I've had a nice couple of days.  Mornings have been especially lovely.  This time of year, the sun shines in my eastern windows from eightish to eleven, casting patterned, morphing shadows on the floor.  This is my favorite time of day to practice, when the contrast of the light and shadows is most stark.  The shapes revealed through the slatted blinds shift and move, and disappear and reappear as the sun yields to the passing clouds, of which I have taken more notice these past few days.

Even against the vastness of the Texas sky, they appear to be bigger than usual, huge and billowing and dense like giant, transient worlds.  With glowing white caps and dark underbellies, they seem to slow, then hurry on, as omens do.

Tonight is the first round with Matthew Sweeney.  We'll be learning the restorative "moon sequence" which he alludes to in his book as a useful alternative to a traditional ashtanga practice on moon days, or when one is feeling overworked or unwell.  I am hoping to learn the sequence well enough to practice it next Tuesday during the morning Mysore session, which Sweeney will be teaching despite the full moon.

Since tonight's practice will be gentle, I did Primary this morning.  The sequence felt foreign.  This has been a long week.  I kept things moving at a pretty good clip, wasted minimal time tweaking postures and spent more time refining the breath.  I felt the difference in Padmasana, which has been strangely difficult these days -- not the posture itself, but the stillness.  For weeks, my eyeballs have threatened to shoot out from my head and those ten breaths have seemed an unending drudgery.  But today, the eyes were still and the breath was long.

I am looking forward to spending the whole weekend with Sweeney and the local Ashtangis.  Though the first session is less than two hours away, it has not quite yet sunken in how much yoga I am about to do, or with whom.  In my denial, I had a late, large lunch.  Wish me the best.


  1. Megan,

    I have to say I'm a bit jealous. At times I hate that I live so far away from popular cities. I would love to attend classes like that held by top notch people others only dream of meeting. :sigh: I hope it all goes well. Is there a sequence sheet anywhere for the Moon Sequence?


    1. Hi Brianna,

      I am extremely fortunate to be living on the Ashtanga "circuit", so to speak, especially since I can so rarely afford to travel. Swenson has done a lot of teaching here. Tim Miller, Tim Feldman, and Kino were here last fall (both of whom I missed), and now Sweeney. I've been told Nancy Gilgoff and I believe Richard Freeman, also, have both taught here in the past. They may not come every year, but if I sit tight and wait, they all seem to make it to Austin eventually. (Fingers crossed for Nancy and Richard Freeman to come back soon!)

      I don't think Sweeney offers a cheat sheet for the moon sequence, but apparently he does offer it on his DVD. We practiced it tonight. It is very mellow, with lots of lunges, gentle backbends, and hip openers.

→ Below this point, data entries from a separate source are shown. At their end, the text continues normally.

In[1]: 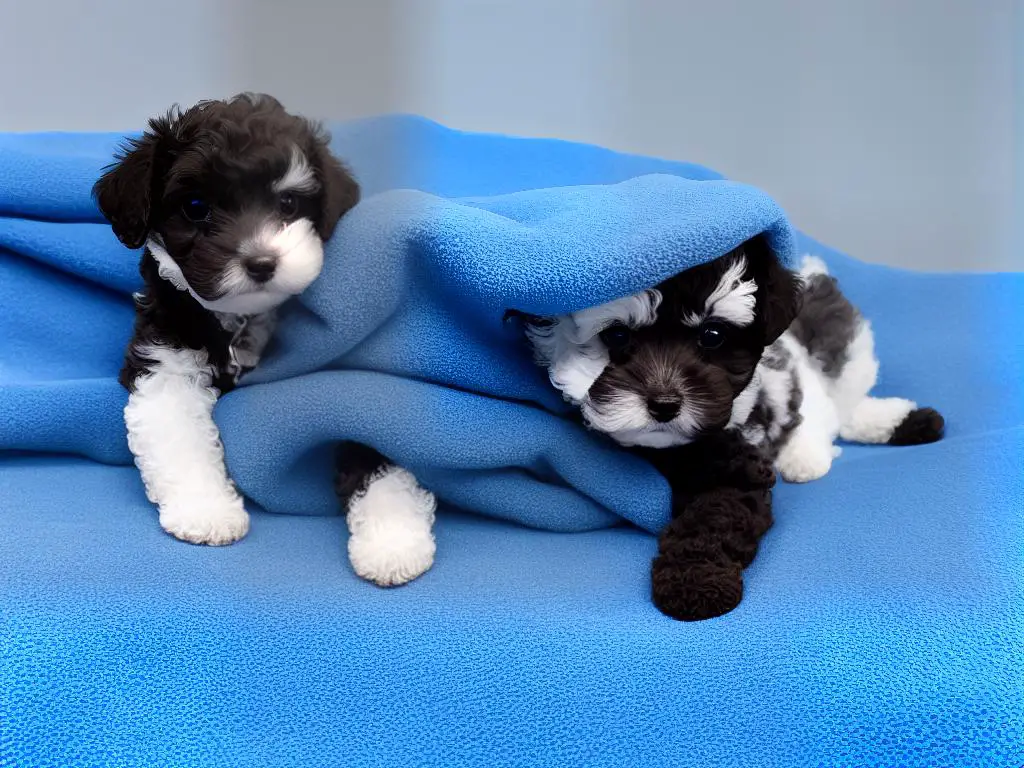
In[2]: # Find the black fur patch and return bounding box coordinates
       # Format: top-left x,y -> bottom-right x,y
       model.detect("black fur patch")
889,408 -> 946,445
790,274 -> 861,378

    2. DVD aye? Well I might have to acquire that and add it to my library of things to watch or read. I could use a sequence like that every now and then.

      As far as finding workshops, do you simply look through the studios around Austin to find out when people are going to be teaching or is there a site you look at?

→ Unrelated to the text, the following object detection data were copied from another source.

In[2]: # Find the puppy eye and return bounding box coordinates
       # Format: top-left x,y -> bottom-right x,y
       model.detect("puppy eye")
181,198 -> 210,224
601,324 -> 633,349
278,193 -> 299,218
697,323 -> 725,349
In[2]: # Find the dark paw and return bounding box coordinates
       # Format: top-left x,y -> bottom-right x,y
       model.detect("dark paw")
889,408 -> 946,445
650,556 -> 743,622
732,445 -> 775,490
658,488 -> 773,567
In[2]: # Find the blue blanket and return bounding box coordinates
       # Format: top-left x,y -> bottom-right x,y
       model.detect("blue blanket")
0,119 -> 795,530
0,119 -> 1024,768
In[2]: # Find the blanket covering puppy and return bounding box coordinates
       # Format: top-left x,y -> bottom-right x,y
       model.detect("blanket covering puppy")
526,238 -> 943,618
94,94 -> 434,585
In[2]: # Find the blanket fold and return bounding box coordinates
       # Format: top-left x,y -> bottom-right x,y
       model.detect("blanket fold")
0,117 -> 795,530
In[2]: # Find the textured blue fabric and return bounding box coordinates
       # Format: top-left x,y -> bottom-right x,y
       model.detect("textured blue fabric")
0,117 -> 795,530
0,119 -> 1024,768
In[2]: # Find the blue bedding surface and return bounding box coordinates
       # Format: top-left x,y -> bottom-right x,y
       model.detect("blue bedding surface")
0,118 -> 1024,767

  2. I've just come back from a workshop that made me think along the same lines. There are lots of teachers in the next city over from where I am. Just a little over an hour away, so not too far for a 3 hour workshop, but definitely too far for morning mysore before work!

    But on reflection, I think it's a good thing. I'm lucky to have a teacher I've 'clicked' with in my own smaller city, and I think it's good that those other teachers are kind of 'special occasions', to help shake things up a little. I wonder if having more teachers on a regular basis would be unsettling for me.

    I also did the moon sequence today, for the first time, with one of Sweeney's students. I loved it.

    Hmm. My comments always end up a bit 'me me me'! Basically what I meant to say was:
    Megan - love your blog, love the way you write, and lovely to read that very first sentence. Long may it continue.
    Brianna - really hope you get to practice with some of those teachers soon. Hopefully one day a city visit and a visit from the right teacher will coincide.